A Question of Democratic Justice
And this brings us to a real scandal that has been exposed by this controversy. Thousands of people expressed support for this plan. The elected representatives of the people voted for this plan. 9 out of 10 people are already happy to leave the car behind for short journeys… if an alternative is provided. Fully one third of the people who live in the city do not own a car. Only 2% of the people around O’Connell Street bridge are motorists! It could not be more obvious that the democratic will is behind changes that liberate us from our car-captivity. As one Councillor has put it this week, there was no public consultation before the city sleepwalked into the automobiled mess it is in now.
And yet because of the (self-defeating!) objections of a few business leaders, these plans will now be watered down, delayed, and rendered ineffective.
Through our engagement with primary school students in the Gardiner Street area of the north central city – one of the areas of most profound socio-economic challenge in our entire society – we have found that almost every child has already had a close call with a reckless driver and they are growing up in an environment they are afraid to explore because of the relentless ubiquity of private motor traffic. Choosing the policies that make this city friendlier to kids makes this city friendlier to everyone. Building a city that puts the young person, the older person, and the person with disabilities at the centre of our thinking is to build a city that can thrive.

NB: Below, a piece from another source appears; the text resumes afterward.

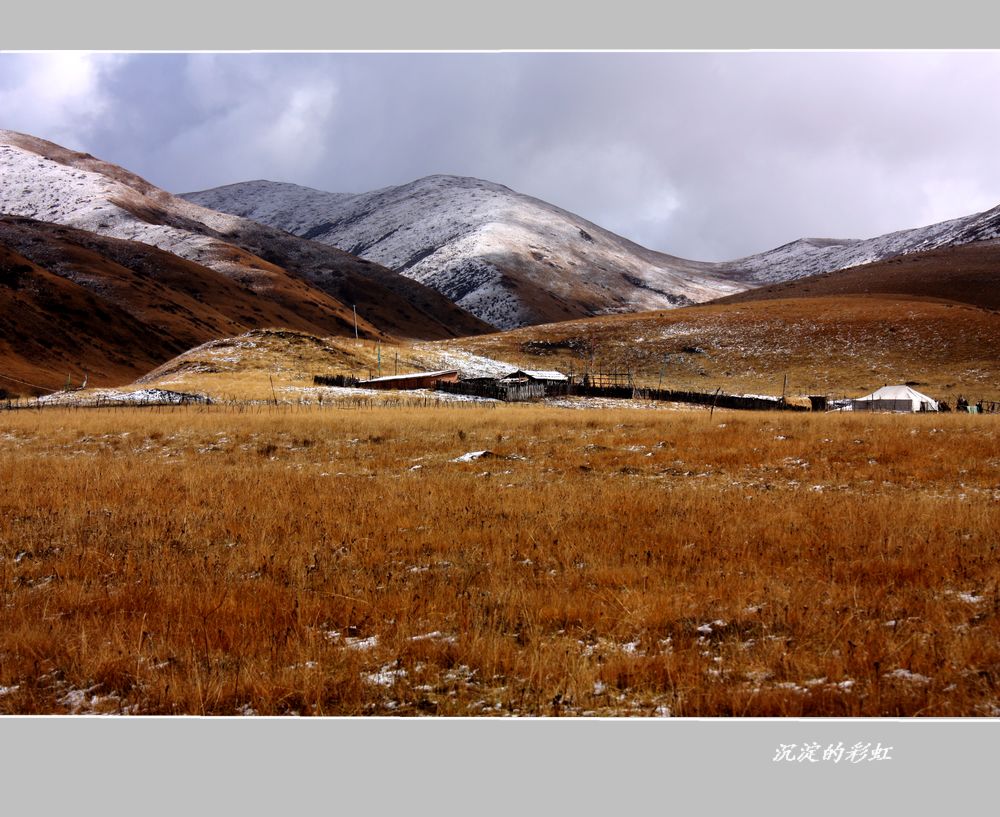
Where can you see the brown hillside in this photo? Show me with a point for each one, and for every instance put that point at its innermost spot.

As Janis Morrissey of the Irish Heart Foundation argued at the protest – echoing a point made earlier by Ola Løkken Nordrum from Irish Doctors for the Environment – the development of the plan does not just have economic benefits but it improves the health of the city, especially for those who are most vulnerable. This really is the business-end of where public policy meets social justice. Allowing the conversation to be dominated by the interests of people in SUVs and those who cater to them is perverse when what is on offer is cleaner air, quieter and safer streets, more exercise, less illness, and a city that sincerely seeks to include everyone. There are bottom-line economic gains of the plan, but the real treasure on offer with this direction of movement is priceless.

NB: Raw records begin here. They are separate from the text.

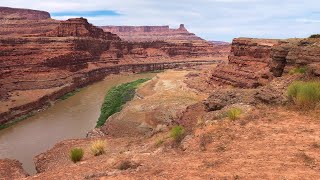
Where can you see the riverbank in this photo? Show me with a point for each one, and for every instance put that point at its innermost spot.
(116, 97)
(68, 119)
(214, 146)
(29, 101)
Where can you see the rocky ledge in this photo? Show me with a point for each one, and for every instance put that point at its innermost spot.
(41, 59)
(11, 169)
(254, 62)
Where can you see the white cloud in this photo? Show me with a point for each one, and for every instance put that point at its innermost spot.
(211, 19)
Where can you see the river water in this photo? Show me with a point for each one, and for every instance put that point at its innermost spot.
(67, 119)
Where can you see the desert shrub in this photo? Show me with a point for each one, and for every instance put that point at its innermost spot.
(298, 70)
(159, 142)
(304, 94)
(177, 133)
(76, 154)
(97, 147)
(234, 113)
(315, 36)
(116, 97)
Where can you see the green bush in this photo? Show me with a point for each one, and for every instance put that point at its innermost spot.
(298, 70)
(177, 133)
(97, 147)
(76, 154)
(304, 94)
(116, 97)
(234, 113)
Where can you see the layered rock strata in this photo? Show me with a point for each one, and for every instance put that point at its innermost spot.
(25, 22)
(181, 37)
(248, 64)
(11, 169)
(39, 66)
(151, 33)
(294, 53)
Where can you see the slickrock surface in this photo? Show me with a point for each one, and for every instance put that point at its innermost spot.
(151, 33)
(11, 169)
(41, 59)
(80, 27)
(181, 37)
(266, 142)
(25, 22)
(296, 53)
(248, 64)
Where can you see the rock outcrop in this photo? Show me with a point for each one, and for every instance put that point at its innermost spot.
(151, 33)
(248, 64)
(41, 60)
(11, 169)
(293, 53)
(181, 37)
(7, 13)
(79, 27)
(25, 22)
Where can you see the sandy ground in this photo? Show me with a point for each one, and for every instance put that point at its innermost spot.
(266, 142)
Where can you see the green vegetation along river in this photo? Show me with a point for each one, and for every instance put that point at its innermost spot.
(67, 119)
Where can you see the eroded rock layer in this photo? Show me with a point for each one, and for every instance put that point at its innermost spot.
(293, 53)
(11, 169)
(151, 33)
(248, 63)
(37, 64)
(181, 37)
(25, 22)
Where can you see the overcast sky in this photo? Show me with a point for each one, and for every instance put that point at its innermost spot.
(209, 19)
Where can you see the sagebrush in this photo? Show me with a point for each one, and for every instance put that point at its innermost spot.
(98, 147)
(234, 113)
(76, 154)
(305, 95)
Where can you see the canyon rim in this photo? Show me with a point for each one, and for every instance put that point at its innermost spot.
(180, 106)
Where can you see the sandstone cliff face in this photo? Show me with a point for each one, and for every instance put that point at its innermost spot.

The Dublin Commuter Coalition deserve praise for hosting such a well-organised – honestly jubilant! – protest. But the question that lingers for us is not just whether the Transport Plan should be implemented in full and on schedule but at what point do we need to directly protest against the small number of business obstructing our city’s progress and at what point do we need to start seriously arguing for a directly elected mayor instead of a largely unaccountable CEO? The democratic will of the people is more important than the profit hunger of a few tycoons who have made fortunes by slowing this city down. It’s past time to build a city where people can flourish.